This was evident during the most recent period as its wholesale business posted operating earnings of $61 million, while its retail unit — which includes Shoppers, Cub Foods and Hornbacher's banners — had an operating loss in the second quarter of $58 million, which included a $42 million asset impairment charge.
Since 2012, Supervalu has reduced its retail store count from 1,500 to 220, mostly through the sale of its Save-A-Lot discount chain to private equity firm Onex Corp last year.
The question now for Supervalu is what to do with its underperforming retail stores. Margins have shrunk as locations have battled deflation and tough competitors in key markets. Hy-Vee has moved in on the company’s Cub Foods in Supervalu's Minneapolis headquarters with several high-performing locations, cutting into the chain’s leading market share. Cub has fought back with store remodels, but with several more Hy-Vee stores on the horizon, the company will need to continue to fight to hold on to its customers.
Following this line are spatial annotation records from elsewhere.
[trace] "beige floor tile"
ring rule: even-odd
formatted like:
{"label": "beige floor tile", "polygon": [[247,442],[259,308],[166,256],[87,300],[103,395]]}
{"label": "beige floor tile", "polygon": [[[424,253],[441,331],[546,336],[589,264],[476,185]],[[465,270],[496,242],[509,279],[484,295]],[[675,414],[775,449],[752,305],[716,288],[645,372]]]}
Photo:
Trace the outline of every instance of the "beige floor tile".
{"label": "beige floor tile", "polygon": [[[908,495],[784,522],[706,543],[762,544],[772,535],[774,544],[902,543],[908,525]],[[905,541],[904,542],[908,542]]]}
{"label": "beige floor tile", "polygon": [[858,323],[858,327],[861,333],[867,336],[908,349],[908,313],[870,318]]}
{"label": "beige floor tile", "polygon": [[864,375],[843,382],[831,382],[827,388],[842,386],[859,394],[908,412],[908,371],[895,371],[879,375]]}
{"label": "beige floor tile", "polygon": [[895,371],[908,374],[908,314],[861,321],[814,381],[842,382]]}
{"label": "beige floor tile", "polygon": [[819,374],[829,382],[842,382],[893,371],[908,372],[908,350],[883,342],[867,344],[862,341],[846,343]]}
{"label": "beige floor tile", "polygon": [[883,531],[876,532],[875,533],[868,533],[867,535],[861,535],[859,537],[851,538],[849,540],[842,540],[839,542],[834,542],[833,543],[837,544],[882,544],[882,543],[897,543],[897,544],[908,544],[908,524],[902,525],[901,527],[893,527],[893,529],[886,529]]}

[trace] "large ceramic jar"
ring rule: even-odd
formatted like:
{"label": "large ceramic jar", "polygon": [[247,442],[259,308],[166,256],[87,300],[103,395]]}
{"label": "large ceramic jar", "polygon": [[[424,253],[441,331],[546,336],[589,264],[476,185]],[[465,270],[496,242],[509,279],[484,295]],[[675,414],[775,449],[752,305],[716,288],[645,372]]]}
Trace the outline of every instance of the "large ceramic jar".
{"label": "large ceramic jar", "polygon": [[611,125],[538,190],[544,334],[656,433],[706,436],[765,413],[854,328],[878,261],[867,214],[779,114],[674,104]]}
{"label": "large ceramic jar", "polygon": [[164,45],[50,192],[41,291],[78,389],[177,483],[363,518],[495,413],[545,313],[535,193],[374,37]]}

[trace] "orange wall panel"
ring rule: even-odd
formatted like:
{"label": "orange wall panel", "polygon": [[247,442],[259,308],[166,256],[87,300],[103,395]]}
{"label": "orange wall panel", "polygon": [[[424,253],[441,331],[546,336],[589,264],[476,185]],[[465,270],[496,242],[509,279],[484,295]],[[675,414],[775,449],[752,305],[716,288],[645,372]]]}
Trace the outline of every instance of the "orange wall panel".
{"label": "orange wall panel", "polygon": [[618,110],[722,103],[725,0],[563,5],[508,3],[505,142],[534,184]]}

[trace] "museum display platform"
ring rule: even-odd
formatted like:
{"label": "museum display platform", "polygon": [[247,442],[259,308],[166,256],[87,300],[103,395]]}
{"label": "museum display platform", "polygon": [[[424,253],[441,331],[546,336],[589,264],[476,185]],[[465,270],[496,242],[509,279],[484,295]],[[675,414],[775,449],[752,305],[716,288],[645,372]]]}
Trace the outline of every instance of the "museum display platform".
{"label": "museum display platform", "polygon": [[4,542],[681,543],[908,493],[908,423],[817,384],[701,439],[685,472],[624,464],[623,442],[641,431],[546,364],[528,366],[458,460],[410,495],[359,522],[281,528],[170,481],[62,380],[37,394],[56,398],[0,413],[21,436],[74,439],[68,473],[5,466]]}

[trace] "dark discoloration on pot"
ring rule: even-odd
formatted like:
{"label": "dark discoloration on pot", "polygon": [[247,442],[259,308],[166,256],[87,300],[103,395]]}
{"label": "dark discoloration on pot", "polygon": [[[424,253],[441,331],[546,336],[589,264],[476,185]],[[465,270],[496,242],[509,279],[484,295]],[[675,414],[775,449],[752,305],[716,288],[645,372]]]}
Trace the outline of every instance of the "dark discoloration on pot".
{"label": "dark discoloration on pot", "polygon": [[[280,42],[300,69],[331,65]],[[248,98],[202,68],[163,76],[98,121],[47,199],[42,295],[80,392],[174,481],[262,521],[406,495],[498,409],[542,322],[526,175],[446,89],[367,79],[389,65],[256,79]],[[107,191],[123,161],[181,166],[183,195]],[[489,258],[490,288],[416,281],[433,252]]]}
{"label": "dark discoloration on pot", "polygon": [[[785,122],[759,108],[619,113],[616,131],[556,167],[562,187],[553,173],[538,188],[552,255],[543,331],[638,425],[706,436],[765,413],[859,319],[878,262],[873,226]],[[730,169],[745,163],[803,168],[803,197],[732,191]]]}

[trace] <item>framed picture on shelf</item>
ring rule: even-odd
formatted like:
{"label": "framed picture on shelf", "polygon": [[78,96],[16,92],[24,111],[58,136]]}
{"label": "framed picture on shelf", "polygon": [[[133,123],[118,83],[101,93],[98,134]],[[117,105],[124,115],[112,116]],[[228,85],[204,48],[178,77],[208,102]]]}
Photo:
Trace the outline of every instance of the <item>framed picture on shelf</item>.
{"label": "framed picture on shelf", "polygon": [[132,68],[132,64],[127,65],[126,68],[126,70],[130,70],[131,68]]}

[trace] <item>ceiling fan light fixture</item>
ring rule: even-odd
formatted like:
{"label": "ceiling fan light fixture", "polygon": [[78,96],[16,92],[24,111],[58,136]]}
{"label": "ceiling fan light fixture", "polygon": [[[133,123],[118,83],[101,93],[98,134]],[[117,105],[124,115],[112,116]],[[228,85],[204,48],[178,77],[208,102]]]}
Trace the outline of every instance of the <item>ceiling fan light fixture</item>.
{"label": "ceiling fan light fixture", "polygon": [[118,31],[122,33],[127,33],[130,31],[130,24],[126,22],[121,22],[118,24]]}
The stronger wholesale business, coupled with a low stock price, could make Supervalu a more attractive acquisition target for SpartanNash Co. and United Natural Foods. C&S Wholesale Grocers, the largest wholesaler in the U.S., has been mentioned as a possible suitor.
One downside to a Supervalu acquisition is the company’s debt at around $2.5 billion. To reduce it, Supervalu could consider divesting the rest of its retail operations, which have struggled in recent years. Hiving off its grocery store brands could make Supervalu even more attractive as an acquisition target for a buyer not interested in running a supermarket business or dealing with the hassle of selling it later on.
Supervalu is already reducing its dependence on retail by boosting its wholesale business through the United Grocers and Associated Grocers of Florida acquisitions. The deals significantly expand their distribution operations and position the company for wider growth. Supervalu is largely expected to continue to solidify its wholesale segment through additional deals, something its CEO has mentioned in the past.